We maintain a sliding window of the last k elements using a hash set. For each new element, we check if it's already in the window (O(1) lookup). If found, we have a duplicate within distance k. Otherwise, we add it and remove the oldest element to maintain the window size.
- approach_name: Hash Map with Index Tracking
is_optimal: false
code: |
def contains_nearby_duplicate(nums: list[int], k: int) -> bool:
# Map each value to its most recent index
last_seen = {}
for i, num in enumerate(nums):
# Check if we've seen this number before
if num in last_seen:
# Check if the previous occurrence is within distance k
if i - last_seen[num] <= k:
return True
# Update the most recent index for this number
last_seen[num] = i
return False
explanation: |
**Time Complexity:** O(n) — Single pass with O(1) hash map operations.
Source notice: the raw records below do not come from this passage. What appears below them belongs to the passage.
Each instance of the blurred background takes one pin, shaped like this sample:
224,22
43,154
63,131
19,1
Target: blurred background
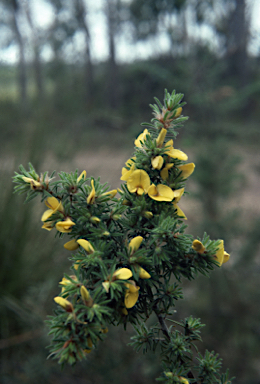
76,80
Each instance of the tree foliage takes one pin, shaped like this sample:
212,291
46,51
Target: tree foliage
130,254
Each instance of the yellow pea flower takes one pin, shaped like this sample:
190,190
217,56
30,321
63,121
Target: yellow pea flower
148,214
91,196
83,175
48,225
65,226
119,274
135,244
131,295
221,256
54,205
34,183
86,245
65,282
143,274
65,304
198,246
157,162
127,172
141,137
160,192
175,153
111,193
183,380
161,137
71,245
84,293
186,170
177,196
139,182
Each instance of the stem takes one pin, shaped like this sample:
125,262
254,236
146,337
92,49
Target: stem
166,333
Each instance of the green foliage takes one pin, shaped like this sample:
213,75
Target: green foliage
130,253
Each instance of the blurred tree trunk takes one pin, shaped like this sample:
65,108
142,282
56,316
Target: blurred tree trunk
237,41
81,15
113,78
22,77
36,51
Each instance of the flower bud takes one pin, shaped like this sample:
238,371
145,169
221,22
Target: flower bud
65,304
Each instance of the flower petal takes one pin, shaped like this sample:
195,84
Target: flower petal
157,162
160,192
135,243
178,194
177,154
64,303
65,226
161,137
220,253
143,274
86,245
123,274
91,196
186,170
138,180
83,175
141,138
179,212
71,245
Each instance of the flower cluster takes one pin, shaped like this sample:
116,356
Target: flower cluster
128,253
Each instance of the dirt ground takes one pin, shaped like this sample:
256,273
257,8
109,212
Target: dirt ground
107,163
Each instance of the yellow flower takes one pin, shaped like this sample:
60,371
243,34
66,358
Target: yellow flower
141,137
48,225
183,380
157,162
54,205
135,244
131,295
111,193
174,153
34,183
91,196
221,256
119,274
148,214
65,226
127,172
186,170
65,282
164,172
65,304
177,196
143,274
71,245
198,246
86,245
139,182
161,137
161,192
83,175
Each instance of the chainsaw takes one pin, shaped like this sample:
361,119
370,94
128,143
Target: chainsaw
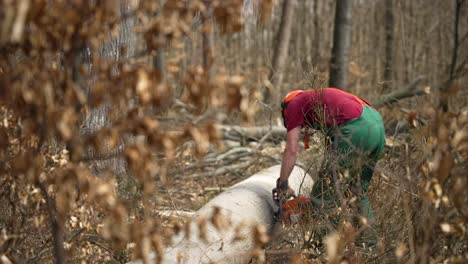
293,209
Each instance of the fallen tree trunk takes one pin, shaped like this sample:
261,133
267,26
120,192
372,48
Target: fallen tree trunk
410,90
245,206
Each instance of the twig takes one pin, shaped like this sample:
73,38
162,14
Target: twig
223,170
56,226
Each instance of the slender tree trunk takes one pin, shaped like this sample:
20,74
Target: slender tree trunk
316,38
281,48
341,44
98,118
389,43
207,39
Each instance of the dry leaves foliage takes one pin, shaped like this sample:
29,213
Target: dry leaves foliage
44,102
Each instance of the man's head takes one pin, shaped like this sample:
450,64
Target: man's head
285,102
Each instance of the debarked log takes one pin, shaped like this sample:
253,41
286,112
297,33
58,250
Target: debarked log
244,206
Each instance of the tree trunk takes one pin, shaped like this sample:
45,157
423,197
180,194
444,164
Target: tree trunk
389,43
341,44
245,205
207,39
281,49
98,118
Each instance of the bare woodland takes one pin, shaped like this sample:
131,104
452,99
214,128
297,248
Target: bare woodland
119,118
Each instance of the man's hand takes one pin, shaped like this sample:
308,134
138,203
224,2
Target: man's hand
281,191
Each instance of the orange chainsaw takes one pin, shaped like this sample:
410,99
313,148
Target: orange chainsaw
292,210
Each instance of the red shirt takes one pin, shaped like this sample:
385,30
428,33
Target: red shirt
322,107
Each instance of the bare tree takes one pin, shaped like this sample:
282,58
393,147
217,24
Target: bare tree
281,47
389,42
341,44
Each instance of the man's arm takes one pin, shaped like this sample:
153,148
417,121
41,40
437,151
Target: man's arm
290,153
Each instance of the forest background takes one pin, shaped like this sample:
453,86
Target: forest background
114,111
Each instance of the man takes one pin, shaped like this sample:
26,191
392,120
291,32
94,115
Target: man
354,127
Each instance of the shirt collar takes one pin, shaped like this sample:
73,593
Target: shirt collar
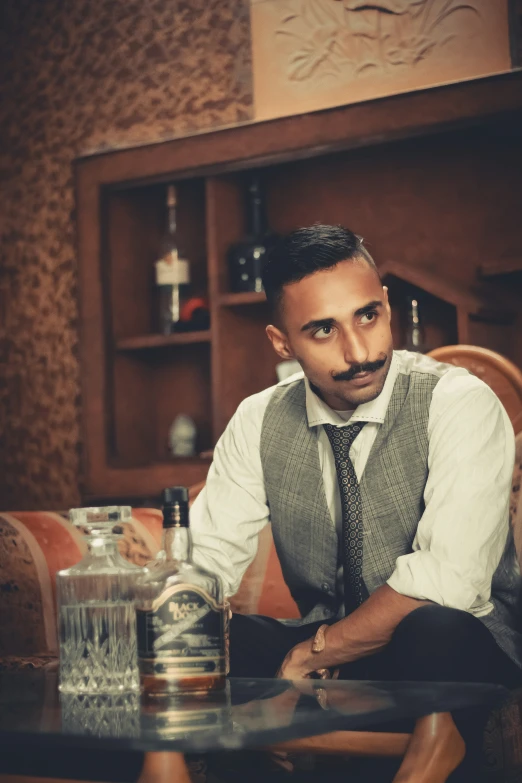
319,413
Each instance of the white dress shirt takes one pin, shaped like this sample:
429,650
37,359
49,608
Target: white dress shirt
463,530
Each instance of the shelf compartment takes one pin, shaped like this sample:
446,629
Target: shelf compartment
149,388
241,298
502,266
143,342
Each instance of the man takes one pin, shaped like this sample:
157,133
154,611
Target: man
386,478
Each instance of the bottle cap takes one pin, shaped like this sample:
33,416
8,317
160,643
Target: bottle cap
175,495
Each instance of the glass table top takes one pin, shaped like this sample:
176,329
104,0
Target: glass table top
248,713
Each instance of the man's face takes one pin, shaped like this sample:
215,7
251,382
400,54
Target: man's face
336,323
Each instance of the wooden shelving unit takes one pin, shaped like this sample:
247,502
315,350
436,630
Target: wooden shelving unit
242,298
501,266
401,171
145,341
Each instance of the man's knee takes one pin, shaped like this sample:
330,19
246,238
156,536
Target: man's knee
441,624
436,642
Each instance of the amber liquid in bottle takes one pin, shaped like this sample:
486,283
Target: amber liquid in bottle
180,614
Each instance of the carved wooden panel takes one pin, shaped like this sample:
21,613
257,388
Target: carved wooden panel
312,54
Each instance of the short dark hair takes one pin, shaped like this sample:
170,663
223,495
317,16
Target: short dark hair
305,251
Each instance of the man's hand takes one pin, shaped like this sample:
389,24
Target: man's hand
364,632
298,664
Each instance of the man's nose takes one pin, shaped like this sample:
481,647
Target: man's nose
355,349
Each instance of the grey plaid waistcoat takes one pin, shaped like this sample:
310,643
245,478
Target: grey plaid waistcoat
392,488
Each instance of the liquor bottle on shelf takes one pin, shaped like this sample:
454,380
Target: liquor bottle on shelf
415,340
96,612
246,257
172,273
181,617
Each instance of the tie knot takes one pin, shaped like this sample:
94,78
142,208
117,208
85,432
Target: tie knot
343,437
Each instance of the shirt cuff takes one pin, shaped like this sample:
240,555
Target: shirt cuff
420,575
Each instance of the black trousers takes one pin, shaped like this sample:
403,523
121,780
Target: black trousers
432,643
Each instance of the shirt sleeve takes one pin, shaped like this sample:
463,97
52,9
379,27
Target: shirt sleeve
462,534
229,513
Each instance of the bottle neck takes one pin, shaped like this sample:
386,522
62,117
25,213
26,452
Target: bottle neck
256,209
177,543
102,546
171,222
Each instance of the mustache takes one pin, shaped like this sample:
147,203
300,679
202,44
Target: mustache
355,369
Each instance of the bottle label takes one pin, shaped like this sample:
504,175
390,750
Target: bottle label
172,270
182,635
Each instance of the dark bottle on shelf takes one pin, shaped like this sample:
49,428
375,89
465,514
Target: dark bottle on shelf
245,258
415,340
172,274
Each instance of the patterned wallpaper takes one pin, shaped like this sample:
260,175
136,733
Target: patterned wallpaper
77,77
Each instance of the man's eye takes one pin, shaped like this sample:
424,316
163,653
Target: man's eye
324,331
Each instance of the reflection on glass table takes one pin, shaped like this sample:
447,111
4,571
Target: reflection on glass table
248,714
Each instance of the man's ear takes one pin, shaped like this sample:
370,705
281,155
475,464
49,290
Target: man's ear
280,342
386,302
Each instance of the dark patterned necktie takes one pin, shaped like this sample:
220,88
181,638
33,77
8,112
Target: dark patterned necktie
341,439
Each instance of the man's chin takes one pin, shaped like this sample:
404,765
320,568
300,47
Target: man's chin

**Space Complexity:** O(n) — In the worst case, all elements are unique and stored in the map.
This approach stores the last seen index for each value. When we encounter a number we've seen before, we check if the distance is within k. While correct and efficient, it uses more space than the sliding window approach when k is small relative to n.
- approach_name: Brute Force
is_optimal: false
code: |
def contains_nearby_duplicate(nums: list[int], k: int) -> bool:
n = len(nums)
# Check each element against the next k elements
for i in range(n):
# Only check within the valid range
for j in range(i + 1, min(i + k + 1, n)):
if nums[i] == nums[j]:
return True
return False
explanation: |
**Time Complexity:** O(n × k) — For each element, we check up to k subsequent elements.
**Space Complexity:** O(1) — No additional data structures used.
This straightforward approach checks every valid pair. While it passes small test cases, it will TLE on large inputs where both n and k approach 10^5. Included to illustrate why the hash-based approaches are necessary.